5.56 could use a bit of beefing up, but it's a good cartridge for ARs to begin with, being light, low-recoiling, accurate, and optimal for close to medium range.
That's exactly what i was talking about, a caliber somewhere between 6-7mm which can offer better stopping power and performance at range while still being light and handy to use.
It's more-or-less one or the other, thanks to those dastardly laws of physics. You can't push a bullet faster without accelerated barrel wear and more recoil, and you can't just upscale it without increasing weight (and, again, recoil).
Infantry doctrine revolves around engaging enemies well within effective range (around 300m usually) and using artillery/CAS/snipers/vehicle-mounted weapons to take care of enemies outside of it. It's the most efficient way; they did that more or less in WWII, and realized therein that the half-kilometer effective ranges of full-sized rifles were pretty much always wasted, and that guns that could put out a lot of fire and cartridges light enough that soldiers can carry a huge amount would be better. In other words, the design philosophy ARs today are pretty much optimized for current warfare.
Having a medium machine gun or two in your squad is all good, but it's putting all your eggs in one basket one they are exhausted of ammunition or taken out of action.
I remember seeing a clip from Future Weapons with that moron Mack talking about how awful squad support weapons were. He went around like an idiot with a loose belt slung over his shoulder like Rambo then complained afterward that SAWs suck because the belt can get caught and break (
that's why you keep it in the poly box you fool). He then completely invalidated all of his opinions when he said that SAWs can't use STANAG magazines, meaning you can't "bum mags off your buddies".
He then brought out an AR-15 that had a TOTALLY REVOLUTIONARY feature that made it fire in open-bolt in full-auto and closed-bolt in semi-auto, meaning it would keep cool if laying down rapid fire and would still be accurate in semi-auto. He said it would be perfect to arm entire squads with instead of SAWs, carbines, and rifles, because it can DO BOTH.
Never mind that you can't lay down a curtain of fire very long with 30-round magazines, or that AR-15s are so light that they're not acceptably controllable in full-auto for supporting fire use, or that overheating mitigation sucks on them, no, a gun that can accomplish both tasks to a mediocre degree is perfectly good.
Point is, you simply cannot have a weapon that's good, or even decent, at every task. I would rather have a squad of weapons that each do their job well than a squad of weapons that each do all jobs terribly.
My opinion on the "best assault rifle", you hypothetically ask?
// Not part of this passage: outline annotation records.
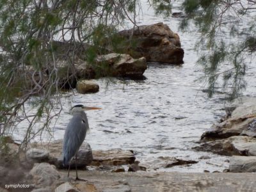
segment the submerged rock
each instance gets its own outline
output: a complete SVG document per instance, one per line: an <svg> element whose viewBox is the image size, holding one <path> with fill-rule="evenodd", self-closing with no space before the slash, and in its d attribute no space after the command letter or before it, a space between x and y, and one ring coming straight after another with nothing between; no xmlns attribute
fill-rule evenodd
<svg viewBox="0 0 256 192"><path fill-rule="evenodd" d="M256 98L244 97L241 101L235 102L235 109L225 120L214 125L203 134L202 139L227 138L238 135L256 137Z"/></svg>
<svg viewBox="0 0 256 192"><path fill-rule="evenodd" d="M60 178L56 167L46 163L35 163L29 174L38 186L50 186Z"/></svg>
<svg viewBox="0 0 256 192"><path fill-rule="evenodd" d="M128 150L93 150L93 156L92 166L127 164L133 163L135 160L133 152Z"/></svg>
<svg viewBox="0 0 256 192"><path fill-rule="evenodd" d="M146 59L134 59L126 54L111 53L99 56L95 69L113 77L141 77L147 69Z"/></svg>
<svg viewBox="0 0 256 192"><path fill-rule="evenodd" d="M45 149L32 148L26 152L26 156L28 159L40 162L49 159L49 151Z"/></svg>
<svg viewBox="0 0 256 192"><path fill-rule="evenodd" d="M99 86L98 84L92 81L81 80L77 83L76 90L78 93L82 94L97 93L99 92Z"/></svg>
<svg viewBox="0 0 256 192"><path fill-rule="evenodd" d="M163 22L138 26L118 34L129 40L132 38L135 45L122 49L132 57L145 57L147 61L183 63L184 50L180 48L180 38Z"/></svg>
<svg viewBox="0 0 256 192"><path fill-rule="evenodd" d="M139 163L140 163L139 161L135 161L134 163L130 164L128 168L128 172L136 172L138 171L145 172L147 170L147 168L142 165L140 165Z"/></svg>
<svg viewBox="0 0 256 192"><path fill-rule="evenodd" d="M230 172L255 172L256 156L233 156L230 159Z"/></svg>
<svg viewBox="0 0 256 192"><path fill-rule="evenodd" d="M159 157L157 159L147 161L148 169L157 170L159 168L170 168L174 166L186 165L198 163L193 160L185 160L172 157Z"/></svg>
<svg viewBox="0 0 256 192"><path fill-rule="evenodd" d="M232 136L203 142L195 148L224 156L256 156L256 139L244 136Z"/></svg>

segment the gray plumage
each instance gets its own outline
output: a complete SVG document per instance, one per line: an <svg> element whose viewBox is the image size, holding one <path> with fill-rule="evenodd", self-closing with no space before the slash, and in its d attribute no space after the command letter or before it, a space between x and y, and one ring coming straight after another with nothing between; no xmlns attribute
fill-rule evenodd
<svg viewBox="0 0 256 192"><path fill-rule="evenodd" d="M68 177L70 168L70 161L76 156L76 180L81 180L77 176L77 153L85 139L87 131L89 131L89 124L84 110L100 109L99 108L86 107L83 105L76 105L71 109L72 118L67 125L63 139L62 156L63 166L68 165Z"/></svg>
<svg viewBox="0 0 256 192"><path fill-rule="evenodd" d="M72 118L68 122L64 135L62 150L63 165L68 165L85 139L89 124L86 114L79 109L73 108Z"/></svg>

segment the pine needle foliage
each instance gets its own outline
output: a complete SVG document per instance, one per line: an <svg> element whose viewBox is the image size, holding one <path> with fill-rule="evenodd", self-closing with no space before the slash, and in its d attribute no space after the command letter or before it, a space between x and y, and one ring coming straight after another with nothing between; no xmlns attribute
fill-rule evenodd
<svg viewBox="0 0 256 192"><path fill-rule="evenodd" d="M256 1L185 0L182 6L186 17L180 28L193 26L201 34L195 47L204 71L200 79L208 84L209 96L221 83L234 100L246 88L247 67L255 56Z"/></svg>

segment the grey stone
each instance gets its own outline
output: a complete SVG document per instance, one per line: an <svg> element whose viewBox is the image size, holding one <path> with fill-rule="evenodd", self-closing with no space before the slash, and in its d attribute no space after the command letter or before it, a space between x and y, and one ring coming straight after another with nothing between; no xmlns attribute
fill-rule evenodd
<svg viewBox="0 0 256 192"><path fill-rule="evenodd" d="M31 192L49 192L49 191L51 191L51 189L49 188L36 189L31 191Z"/></svg>
<svg viewBox="0 0 256 192"><path fill-rule="evenodd" d="M80 80L76 84L76 90L80 93L96 93L99 86L96 83L88 80Z"/></svg>
<svg viewBox="0 0 256 192"><path fill-rule="evenodd" d="M45 149L32 148L26 152L26 156L28 159L40 161L49 158L49 151Z"/></svg>
<svg viewBox="0 0 256 192"><path fill-rule="evenodd" d="M146 59L134 59L126 54L111 53L97 58L97 70L105 68L103 74L113 77L141 77L147 69Z"/></svg>
<svg viewBox="0 0 256 192"><path fill-rule="evenodd" d="M127 40L132 37L136 46L128 45L120 47L120 51L135 58L145 57L147 61L183 63L184 50L180 48L180 38L163 22L138 26L118 34Z"/></svg>
<svg viewBox="0 0 256 192"><path fill-rule="evenodd" d="M230 159L230 172L255 172L256 156L232 156Z"/></svg>
<svg viewBox="0 0 256 192"><path fill-rule="evenodd" d="M90 165L109 166L132 164L134 162L135 156L131 150L120 149L107 150L93 150L93 160Z"/></svg>
<svg viewBox="0 0 256 192"><path fill-rule="evenodd" d="M159 168L170 168L177 165L185 165L198 163L193 160L185 160L173 157L159 157L153 159L148 159L145 163L148 169L156 170Z"/></svg>
<svg viewBox="0 0 256 192"><path fill-rule="evenodd" d="M195 148L224 156L255 156L256 139L245 136L231 136L225 139L203 142Z"/></svg>
<svg viewBox="0 0 256 192"><path fill-rule="evenodd" d="M213 125L202 136L202 139L227 138L232 136L244 135L256 137L256 98L243 97L234 102L228 111L228 115L220 124Z"/></svg>
<svg viewBox="0 0 256 192"><path fill-rule="evenodd" d="M55 189L55 192L79 192L77 189L66 182Z"/></svg>
<svg viewBox="0 0 256 192"><path fill-rule="evenodd" d="M60 178L55 166L46 163L35 163L29 172L33 179L40 186L49 186Z"/></svg>
<svg viewBox="0 0 256 192"><path fill-rule="evenodd" d="M116 185L103 189L103 192L131 192L131 188L127 185Z"/></svg>

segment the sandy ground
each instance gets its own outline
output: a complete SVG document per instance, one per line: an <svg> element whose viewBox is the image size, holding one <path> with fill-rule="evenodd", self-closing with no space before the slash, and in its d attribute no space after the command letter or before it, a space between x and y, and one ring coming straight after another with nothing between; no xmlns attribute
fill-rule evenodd
<svg viewBox="0 0 256 192"><path fill-rule="evenodd" d="M67 174L66 171L60 171ZM75 178L76 172L71 175ZM107 173L79 171L81 179L98 191L256 191L256 173ZM93 191L93 190L92 190Z"/></svg>

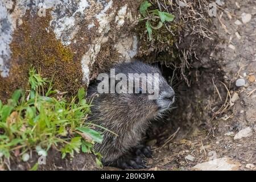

There is no "best assault rifle". My
favourite AR is, however, the AR-18. Beautiful in a purely utilitarian way, hellfire-accurate, very reliable, and lighter than your average AR-15. Also folding stock-capable, unlike most AR-15s. Such a shame it never caught on, though it was tarted up with a bunch of plastic and HK logos and made into the G36 after being ****ted up and turned into an extremely heavy bullpup by the name of SA-80. Both are inferior weapons, in my opinion.
Plus it was used extensively by the IRA, which is all the badass cred it needs.